I have always played in higher age groups since I was young, so I was about seven when I started playing for Beechfield United. My dad was the manager and we would win a lot of the tournaments.
A scout from Manchester United then picked me up at under-10s and I had a couple of years there, which I loved, before I then went to Liverpool at under-11s as a midfielder.
It wasn’t really for me though and City wanted to sign me, so I joined them at under-12s.
My brother Alex is two years older than me and is someone that I look up to. He was at Burnley when he was younger and played in the Football League for Salford City. He is at Marine now and was part of the team that went on a big Emirates FA Cup run.

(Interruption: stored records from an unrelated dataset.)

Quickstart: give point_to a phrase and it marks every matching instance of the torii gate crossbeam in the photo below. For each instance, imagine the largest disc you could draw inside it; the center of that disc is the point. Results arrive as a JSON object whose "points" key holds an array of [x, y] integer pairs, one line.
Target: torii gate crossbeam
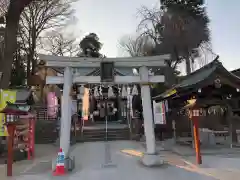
{"points": [[144, 79]]}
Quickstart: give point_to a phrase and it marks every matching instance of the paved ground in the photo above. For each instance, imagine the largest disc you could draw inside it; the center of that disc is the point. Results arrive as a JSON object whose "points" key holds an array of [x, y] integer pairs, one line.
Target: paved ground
{"points": [[91, 157]]}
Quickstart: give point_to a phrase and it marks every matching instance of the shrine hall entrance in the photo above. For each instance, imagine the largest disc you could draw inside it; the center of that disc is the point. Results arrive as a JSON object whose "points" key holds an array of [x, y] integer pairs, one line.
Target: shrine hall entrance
{"points": [[107, 105]]}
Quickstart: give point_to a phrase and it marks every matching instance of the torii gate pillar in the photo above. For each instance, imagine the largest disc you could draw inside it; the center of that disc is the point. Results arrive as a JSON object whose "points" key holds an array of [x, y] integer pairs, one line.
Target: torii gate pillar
{"points": [[150, 158], [66, 105]]}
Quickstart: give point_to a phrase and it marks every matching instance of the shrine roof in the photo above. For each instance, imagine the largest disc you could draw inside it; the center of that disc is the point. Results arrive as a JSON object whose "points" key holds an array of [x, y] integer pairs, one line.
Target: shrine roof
{"points": [[201, 78]]}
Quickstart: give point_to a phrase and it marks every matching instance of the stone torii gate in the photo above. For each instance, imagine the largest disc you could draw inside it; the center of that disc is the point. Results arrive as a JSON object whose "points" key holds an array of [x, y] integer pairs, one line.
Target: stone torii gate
{"points": [[75, 70]]}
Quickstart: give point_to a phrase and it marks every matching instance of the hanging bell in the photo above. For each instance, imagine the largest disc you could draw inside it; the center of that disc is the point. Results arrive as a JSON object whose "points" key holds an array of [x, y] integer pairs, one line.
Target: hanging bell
{"points": [[134, 90], [100, 90], [81, 89], [128, 90], [110, 91]]}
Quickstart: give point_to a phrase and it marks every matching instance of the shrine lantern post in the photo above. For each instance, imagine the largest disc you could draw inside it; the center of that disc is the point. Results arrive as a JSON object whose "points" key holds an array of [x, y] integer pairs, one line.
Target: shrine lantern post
{"points": [[12, 113], [195, 114]]}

We used to play most of our football on the street back in Salford, Manchester. There was a park around the corner that we went to, which I think was called the Ivy Street, but most of the time we just played on the street where my mum could see us.
I also have a little brother who plays grassroots football. I go to watch him a lot and it is great seeing him enjoy his football and playing with his mates.
I loved every minute of playing grassroots football. On a Saturday, playing with your mates against another team, it just gives you a really good feeling.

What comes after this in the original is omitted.